"Os espelhos estão cheios de gente.
Os invisíveis nos vêem.
Os esquecidos se lembram de nós.
Quando nos vemos, os vemos.
Quando nos vamos, se vão?"
Eduardo Galeano: Espelhos

terça-feira, 5 de novembro de 2013

Reformas e dissidências

Em 1521, produziu-se a ruptura de Lutero com Roma. O ponto fundamental de sua reivindicação, compartilhado pelas três grandes correntes reformadoras “respeitáveis” (luteranos, calvinistas e anglicanos), era que se devia considerar a Bíblia como a autoridade máxima em matéria de fé (por isso, era necessário traduzi-la nas línguas vulgares, com o objetivo de colocá-la  ao alcance dos fiéis), sem deixar que sua mensagem se mediatizasse com tradições de qualquer tipo. Consideravam, ainda, que a graça de Deus era a única fonte de salvação, sem que as penitências, procissões e indulgências (que consistiam na “compra” do favor divino), nem as missas para os defuntos tivessem qualquer tipo de validade. Calvino iria mais além ao negar que o homem pudesse ganhar a salvação com suas obras e afirmar que Deus já havia eleito previamente quem desejava salvar: que os homens estavam predestinados.

O Muro dos Reformadores. Da esquerda à direita: Guilherme Farel, Calvino, Teodoro de Beza e John Knox

Além destas correntes da “reforma dos príncipes” – como foi denominada pela dependência estabelecida entre reformadores e poderes públicos – houve, entretanto, outra “reforma comunal”, que propunha a autonomia da comunidade local, ao menos nas questões religiosas. A fé era considerada nestes casos como uma questão pessoal, que não podia ser colocada sob o controle de uma Igreja ou de um Estado, e os fiéis exigiam o direito de nomear e destituir seus pastores. Os anabatistas, chamados assim porque consideravam que o batismo devia ser recebido – ou tornar a ser recebido – na idade adulta, com a plena consciência, liam, no evangelho, o prognóstico de uma sociedade mais fraternal e igualitária, propugnando ideias de renovação social que chegariam, inclusive, a uma proposta de comunhão de bens, como a que se quis estabelecer no “reino dos santos” de Münster, primeiramente, ou nas comunidades que tentaram reconstruir a nova Jerusalém na Moravia. Todos estes grupos foram ferozmente perseguidos tanto por católicos quanto pelas correntes reformadas “respeitáveis”, assustados, uns e outros, pela ameaça radical que representavam. O conformismo político e social das correntes da “reforma dos príncipes” levou à reação da chamada “segunda reforma”, que expressava a reação dos grupos que queriam ir mais além. O florescimento de seitas radicais – quakers, ranters, partidários de quinta monarquia, etc. – durante a revolução inglesa do século XVII seria seguido, no século XVIII e princípios do XIX, pela dos diversos grupos dissidentes que fundaram igrejas dos pobres contra a Igreja oficial do Estado e dos ricos. O mais importante destes grupos, que recolheu elementos da herança cultural dos anabatistas da Moravia, foi o metodismo de John Wesley; porém, na Inglaterra, e principalmente nos Estados Unidos, apareceu uma série de grupos no século XIX que compartiam projetos comunitários com uma visão profética que anunciava a iminente “segunda vinda” do Messias.
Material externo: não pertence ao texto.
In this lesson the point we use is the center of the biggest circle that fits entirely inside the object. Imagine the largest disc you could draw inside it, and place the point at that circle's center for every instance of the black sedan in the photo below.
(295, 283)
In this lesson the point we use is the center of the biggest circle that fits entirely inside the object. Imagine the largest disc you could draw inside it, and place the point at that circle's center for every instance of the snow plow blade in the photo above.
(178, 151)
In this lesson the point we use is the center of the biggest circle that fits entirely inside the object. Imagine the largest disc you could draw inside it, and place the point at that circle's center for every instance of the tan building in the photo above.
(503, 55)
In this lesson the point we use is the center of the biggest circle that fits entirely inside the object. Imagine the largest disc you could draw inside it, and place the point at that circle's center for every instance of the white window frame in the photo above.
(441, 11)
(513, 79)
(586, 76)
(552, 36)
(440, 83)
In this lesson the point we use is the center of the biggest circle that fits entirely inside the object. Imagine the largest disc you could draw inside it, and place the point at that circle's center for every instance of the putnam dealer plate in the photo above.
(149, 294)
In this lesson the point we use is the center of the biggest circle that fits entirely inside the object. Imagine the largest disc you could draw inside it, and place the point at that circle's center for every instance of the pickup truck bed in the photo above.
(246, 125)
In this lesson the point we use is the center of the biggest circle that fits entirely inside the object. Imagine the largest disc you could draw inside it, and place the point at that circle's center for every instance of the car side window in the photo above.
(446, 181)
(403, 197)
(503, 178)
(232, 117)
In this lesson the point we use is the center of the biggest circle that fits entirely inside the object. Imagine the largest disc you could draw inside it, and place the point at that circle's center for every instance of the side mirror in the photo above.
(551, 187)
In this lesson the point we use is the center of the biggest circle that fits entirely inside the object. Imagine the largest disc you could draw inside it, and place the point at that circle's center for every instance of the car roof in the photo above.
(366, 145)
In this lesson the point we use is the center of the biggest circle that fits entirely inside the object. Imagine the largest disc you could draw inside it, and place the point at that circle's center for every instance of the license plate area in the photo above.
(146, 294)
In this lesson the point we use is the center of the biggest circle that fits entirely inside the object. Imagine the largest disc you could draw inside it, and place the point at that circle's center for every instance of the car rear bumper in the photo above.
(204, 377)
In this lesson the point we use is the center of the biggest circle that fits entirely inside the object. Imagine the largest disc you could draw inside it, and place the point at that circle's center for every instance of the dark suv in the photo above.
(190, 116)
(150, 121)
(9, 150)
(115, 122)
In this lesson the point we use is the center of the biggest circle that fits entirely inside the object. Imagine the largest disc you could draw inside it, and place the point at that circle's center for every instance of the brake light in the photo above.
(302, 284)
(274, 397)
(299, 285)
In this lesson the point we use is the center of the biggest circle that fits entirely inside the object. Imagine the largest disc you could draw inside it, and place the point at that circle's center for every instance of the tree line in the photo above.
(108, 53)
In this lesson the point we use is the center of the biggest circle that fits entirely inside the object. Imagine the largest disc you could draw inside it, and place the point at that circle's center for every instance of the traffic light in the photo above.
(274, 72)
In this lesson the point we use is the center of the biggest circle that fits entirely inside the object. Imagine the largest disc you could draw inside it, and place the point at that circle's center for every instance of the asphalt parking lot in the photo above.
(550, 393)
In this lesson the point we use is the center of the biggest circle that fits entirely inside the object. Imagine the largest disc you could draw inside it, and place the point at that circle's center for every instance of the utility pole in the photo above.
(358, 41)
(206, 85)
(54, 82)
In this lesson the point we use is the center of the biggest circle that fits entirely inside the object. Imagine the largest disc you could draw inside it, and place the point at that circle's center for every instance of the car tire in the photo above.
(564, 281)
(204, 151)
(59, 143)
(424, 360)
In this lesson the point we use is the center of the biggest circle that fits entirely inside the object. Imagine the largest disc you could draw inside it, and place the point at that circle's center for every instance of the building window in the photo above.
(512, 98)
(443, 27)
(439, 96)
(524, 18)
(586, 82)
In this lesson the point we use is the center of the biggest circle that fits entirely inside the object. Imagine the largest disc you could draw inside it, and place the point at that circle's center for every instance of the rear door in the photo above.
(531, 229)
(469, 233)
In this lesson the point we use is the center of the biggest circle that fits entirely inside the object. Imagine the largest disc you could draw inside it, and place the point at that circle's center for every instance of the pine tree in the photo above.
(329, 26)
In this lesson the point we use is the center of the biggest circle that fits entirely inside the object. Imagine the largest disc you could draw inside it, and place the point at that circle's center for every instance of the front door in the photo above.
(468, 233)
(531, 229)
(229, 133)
A Igreja de Roma, por sua parte, realizou sua própria reforma no Concílio de Trento (1545-1563), convocado para “assegurar a integridade da religião cristã, para a reforma dos costumes, a concórdia entre os príncipes e os povos cristãos, e para lutar contra as empresas dos infiéis”. A fixação das regras, iniciada com a redação de um catecismo que compreendia e explicava as “verdades da fé”, seria seguida por uma campanha de reconquista interior que se desenvolveu especialmente no século XVIII, com um número considerável de missões rurais que tentavam conseguir o enquadramento das massas camponesas numa ordem regular de vida controlada pela paróquia.

Ao mesmo tempo que retrocedia a causa da Reforma na Europa, a Igreja católica empreendia a conquista religiosa da América, onde, aliada ao poder político da monarquia espanhola, protagonizou a “conversão” forçada dos povos indígenas, num processo que foi além do terreno das crenças, já que implicou na transformação completa da vida dos novos cristãos dentro do marco político colonial, submetidos a uma autoridade que controlava a vida e a consciência com os mesmos métodos repressivos. A expansão fora da Europa permite explicar que o catolicismo romano tenha, hoje, maior número de adeptos que a soma das demais denominadas religiões cristãs.


FONTANA, Josep. Introdução ao estudo da história geral. Bauru: Edusp, 2000. p. 306-309.